Police told her that they were detaining and questioning her under terror laws in Britain that allow law enforcement to hold citizens after any report of suspicious behavior.
“I was queuing at passport control and saw police staring at me. I just got through passport control and then two police officers approached me and took me aside and asked me to show my passport again,” said the 27-year-old after the incident. “I asked what was going on and they said I had been reported due to a book I was reading and was to be questioned under the Terrorism Act.”
Shaheen flew with Thomson Airways and had apparently been reading an award-winning book by Malu Halasa titled Syria Speaks: Art and Culture from the Frontline. The book is a collection of essays, short stories, poems, songs, cartoons and photographs from Syrian authors and artists and Shaheen said she had been reading the book on the flight to Turkey two weeks prior to her detention.
The British Muslim woman works as a psychotherapist for the National Health Service and her job includes efforts to identify and stop radicalization in youth patients. She primarily works with children and adolescents and said that the experience left her shaken up and angry.
“I was asked what I do,” she said. “Ironically, a part of my job role is working on anti-radicalization and assessing vulnerable young people with mental health problems are at risk of being radicalized. I said that to the police. I’m actually part of trying to fight radicalization and breaking the stereotypes.”
“It was a very hurtful experience to go through,” she said. “I fight for different causes and then to be victimized and experience this first-hand and made me realize how bad it is.”
Shaheen is upset not only because she is left talking about this experience rather than reminiscing about her honeymoon but also because she believes she was targeted because she is Muslim. She argued that had she been another race or religion, the cabin crew on the flight may not have flagged her for suspicious behavior at all. During Shaheen’s detention, which lasted about 20 minutes long, she was asked questions about her job, how many languages she speaks, and why she was reading that particular book.
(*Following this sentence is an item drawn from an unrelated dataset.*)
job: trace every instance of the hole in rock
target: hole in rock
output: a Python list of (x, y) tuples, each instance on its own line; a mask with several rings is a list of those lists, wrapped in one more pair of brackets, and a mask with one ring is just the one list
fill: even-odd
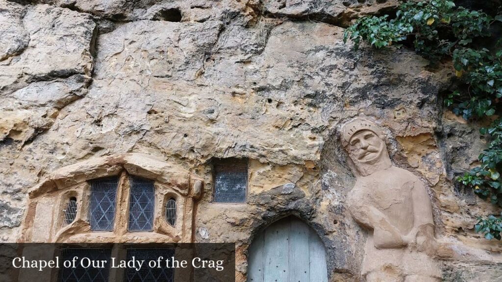
[(166, 21), (166, 22), (174, 22), (179, 23), (181, 21), (183, 16), (180, 10), (176, 9), (162, 10), (157, 13), (154, 16), (154, 21)]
It has been just over a year since this incident occurred, but Shaheen is still demanding an explanation and an apology from the airline to hold them accountable. Despite legal involvement, the airline has offered no assurance that it will update their policy or even an explanation as to why they felt the need to stop someone that was reading an art book. Instead, they said that the cabin crew was acting in a way that was in accordance with the airline’s practices and that they are “sorry if Ms. Shaheen remains unhappy with how she feels she was treated.”
Zaher Omareen, who is the co-editor of Syria Speaks, the book that Shaheen was flagged for reading, condemned Shaheen’s detention as a “despicable incident.”
“Judging individuals and even taking measures against them based on their race, their looks, their language, or the printed words they carry is unacceptable and unjustifiable,” Omareen said. “It was enough to carry a book which includes the word ‘Syria’ in its title for its owner to be under suspicion as a potential terrorist. I would like to remind the people and the government that Syria must not be reduced to the politicized and power-constructed soundbites carrying simplistic messages of violence and horror.”
Shaheen continues to ask for an apology from the airline, and may even take them to court following their refusal to cooperate with her legal prodding.